ECLI:NL:CRVB:2017:3922
Centrale Raad van Beroep
- Hoger beroep
- Rechtspraak.nl
Tussenuitspraak over de medische grondslag van een WIA-uitkering en de verplichting tot herstel door het Uwv
In deze tussenuitspraak van de Centrale Raad van Beroep, gedateerd 10 november 2017, wordt het Uwv opgedragen om binnen acht weken het gebrek in het bestreden besluit te herstellen. De zaak betreft een hoger beroep van appellante, die wegens schouderklachten een WIA-uitkering heeft aangevraagd. De Raad oordeelt dat het bestreden besluit niet is gebaseerd op een deugdelijke medische grondslag, in strijd met artikel 7:12, eerste lid, van de Algemene wet bestuursrecht (Awb).
Appellante, die als thuishulp werkte, is op 26 november 2012 uitgevallen door klachten aan haar rechterschouder, later gevolgd door klachten aan de linkerschouder. Het Uwv heeft in eerdere besluiten vastgesteld dat appellante niet arbeidsongeschikt is, maar de rechtbank heeft het bezwaar van appellante gegrond verklaard en het Uwv opgedragen een nieuw besluit te nemen. In hoger beroep heeft appellante aangevoerd dat haar beperkingen ernstiger zijn dan door het Uwv aangenomen, onderbouwd met rapporten van haar verzekeringsarts en een orthopedisch chirurg.
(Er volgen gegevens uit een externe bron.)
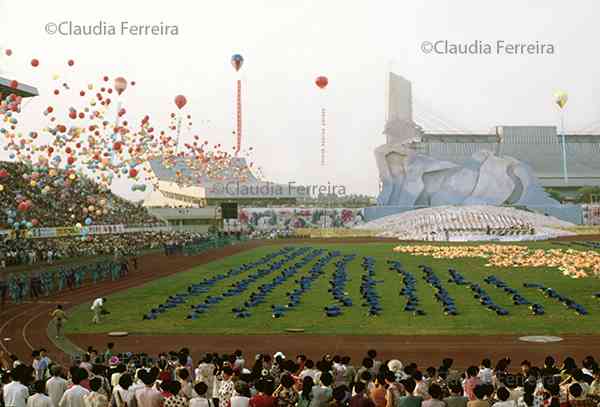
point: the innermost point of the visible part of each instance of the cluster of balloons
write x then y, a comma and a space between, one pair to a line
94, 138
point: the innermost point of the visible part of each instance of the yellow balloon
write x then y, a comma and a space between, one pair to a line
561, 98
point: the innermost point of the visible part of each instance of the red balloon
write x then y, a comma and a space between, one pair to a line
321, 82
180, 101
120, 84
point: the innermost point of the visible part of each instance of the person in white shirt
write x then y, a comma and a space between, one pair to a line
122, 394
39, 399
201, 400
15, 393
486, 374
73, 397
97, 307
95, 398
56, 385
309, 370
504, 396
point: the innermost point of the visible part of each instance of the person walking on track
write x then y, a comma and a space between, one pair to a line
97, 307
59, 317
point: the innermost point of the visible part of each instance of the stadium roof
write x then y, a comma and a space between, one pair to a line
538, 146
21, 90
De Raad heeft de rapporten van de orthopedisch chirurg als overtuigend beoordeeld en concludeert dat de door het Uwv aangenomen beperkingen niet voldoende zijn onderbouwd. De Raad draagt het Uwv op om de Functionele Mogelijkhedenlijst (FML) aan te passen en de door de orthopedisch chirurg aangenomen beperkingen op te nemen. De uitspraak benadrukt het belang van een zorgvuldige medische beoordeling in het kader van de WIA.